Keywords

1 Introduction

The subject of music genre classification, though visible not only in the Music Information Retrieval (MIR) research but also in commercial applications, still needs attention in terms of effectiveness and quality of classification [69, 12, 21]. This is especially important when applied to big music databases available for public [15]. One of the most popular query criteria are: artist, genre, mood, tempo or specific title, when looking for a specific audio track. Lately, genre has become one of the most popular choices, but not always this information is stored in a specific music track. That’s why the subject of a more deep content exploring, i.e. taking into consideration sound source separation in the context of music recognition should be addressed, as separation of individual auditory sources, apart from instrument recognition and automatic transcription systems, may be very useful in genre classification. The instrument separation approach seems to be very useful in improving the genre recognition process, since the separation of individual auditory sources and instrument recognition systems get high applicability during the last few years. Therefore, one of the aims of this paper is to propose a set of parameters, which after the audio track separation preprocessing may enable to describe musical content of a piece of music in a more efficient way for the purpose of better distinguishing between selected musical genres. Such an operation may bring the efficiency of genre classification in the databases containing thousands of music tracks similar to earlier experiments carried out on small music databases.

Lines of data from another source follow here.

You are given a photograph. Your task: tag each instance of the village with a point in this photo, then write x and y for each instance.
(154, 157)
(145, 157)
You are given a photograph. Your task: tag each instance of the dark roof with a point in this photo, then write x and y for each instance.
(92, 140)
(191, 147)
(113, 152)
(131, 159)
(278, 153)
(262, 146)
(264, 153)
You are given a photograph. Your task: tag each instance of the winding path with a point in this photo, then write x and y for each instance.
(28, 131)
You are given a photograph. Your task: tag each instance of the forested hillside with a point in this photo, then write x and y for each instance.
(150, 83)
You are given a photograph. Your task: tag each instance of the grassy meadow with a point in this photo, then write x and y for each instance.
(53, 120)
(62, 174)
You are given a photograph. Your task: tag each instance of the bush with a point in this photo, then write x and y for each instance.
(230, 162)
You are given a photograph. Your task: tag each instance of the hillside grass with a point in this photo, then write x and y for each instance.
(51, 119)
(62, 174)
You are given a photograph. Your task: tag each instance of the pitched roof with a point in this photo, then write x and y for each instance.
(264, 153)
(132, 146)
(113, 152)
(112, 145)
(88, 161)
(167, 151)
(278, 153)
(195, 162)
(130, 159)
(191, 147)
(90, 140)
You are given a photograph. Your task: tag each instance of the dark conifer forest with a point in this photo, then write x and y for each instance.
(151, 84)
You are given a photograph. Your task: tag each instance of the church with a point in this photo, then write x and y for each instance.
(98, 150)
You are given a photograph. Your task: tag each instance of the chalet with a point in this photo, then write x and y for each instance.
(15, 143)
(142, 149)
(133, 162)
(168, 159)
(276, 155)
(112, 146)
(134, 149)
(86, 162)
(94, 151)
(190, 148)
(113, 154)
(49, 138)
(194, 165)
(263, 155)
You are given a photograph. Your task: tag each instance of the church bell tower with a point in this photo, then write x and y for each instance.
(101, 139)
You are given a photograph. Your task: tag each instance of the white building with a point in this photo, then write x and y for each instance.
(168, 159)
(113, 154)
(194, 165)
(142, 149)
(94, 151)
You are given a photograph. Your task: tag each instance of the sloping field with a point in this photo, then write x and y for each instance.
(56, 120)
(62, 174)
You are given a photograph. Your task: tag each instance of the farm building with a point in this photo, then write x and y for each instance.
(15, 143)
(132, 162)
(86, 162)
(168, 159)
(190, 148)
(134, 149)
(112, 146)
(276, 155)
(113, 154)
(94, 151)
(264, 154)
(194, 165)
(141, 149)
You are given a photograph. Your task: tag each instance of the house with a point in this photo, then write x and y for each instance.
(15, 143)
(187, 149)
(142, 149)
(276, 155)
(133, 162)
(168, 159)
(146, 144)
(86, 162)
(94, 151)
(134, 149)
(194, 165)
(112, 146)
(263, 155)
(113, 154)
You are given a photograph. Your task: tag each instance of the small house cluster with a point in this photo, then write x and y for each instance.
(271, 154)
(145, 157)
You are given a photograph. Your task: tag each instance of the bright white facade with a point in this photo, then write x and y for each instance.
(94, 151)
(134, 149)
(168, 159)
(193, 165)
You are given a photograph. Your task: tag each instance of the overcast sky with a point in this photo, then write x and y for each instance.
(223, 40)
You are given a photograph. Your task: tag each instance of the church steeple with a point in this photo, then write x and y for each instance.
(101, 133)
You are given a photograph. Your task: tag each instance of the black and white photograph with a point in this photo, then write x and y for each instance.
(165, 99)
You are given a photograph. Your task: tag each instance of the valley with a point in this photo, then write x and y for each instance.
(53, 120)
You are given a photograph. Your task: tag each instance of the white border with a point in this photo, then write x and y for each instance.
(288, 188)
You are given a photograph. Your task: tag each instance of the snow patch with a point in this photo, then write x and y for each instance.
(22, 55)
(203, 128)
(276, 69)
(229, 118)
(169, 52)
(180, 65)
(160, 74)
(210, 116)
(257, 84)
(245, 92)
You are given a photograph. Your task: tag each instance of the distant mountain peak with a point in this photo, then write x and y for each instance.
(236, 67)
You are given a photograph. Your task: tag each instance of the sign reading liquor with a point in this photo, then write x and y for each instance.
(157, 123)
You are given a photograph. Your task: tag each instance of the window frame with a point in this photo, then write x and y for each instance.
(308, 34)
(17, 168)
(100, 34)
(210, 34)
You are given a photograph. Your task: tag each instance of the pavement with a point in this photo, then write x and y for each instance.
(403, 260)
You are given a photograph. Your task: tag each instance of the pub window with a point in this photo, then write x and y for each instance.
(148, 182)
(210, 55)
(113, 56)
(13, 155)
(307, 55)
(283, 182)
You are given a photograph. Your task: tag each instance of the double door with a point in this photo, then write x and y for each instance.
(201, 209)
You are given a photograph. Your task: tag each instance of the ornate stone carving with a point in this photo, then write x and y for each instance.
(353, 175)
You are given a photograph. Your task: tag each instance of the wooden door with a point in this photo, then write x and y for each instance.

This paper overviews related research, then presents databases and parameters used in experiments. In addition main principles of the algorithm used for musical instrument separation are presented. Then, proposed optimization of the feature vectors is shortly discussed. The following Section contains music genre classification results based on two decision systems, separation of music tracks and concerning two databases. A summary is also included providing the most important conclusions.

1.1 Related Research

Because of the extraordinary increase of the available multimedia data, it is necessary to make the recognition process automatic. Although the division of music into genres is subjective and arbitrary, there are perceptual criteria related to the texture, instrumentation and rhythmic structure of music that can be used to characterize a particular genre. Humans can accurately predict a musical genre based on 25 s, which confirms that we can judge the genre using only the musical surface, without constructing any higher level of theoretical descriptions.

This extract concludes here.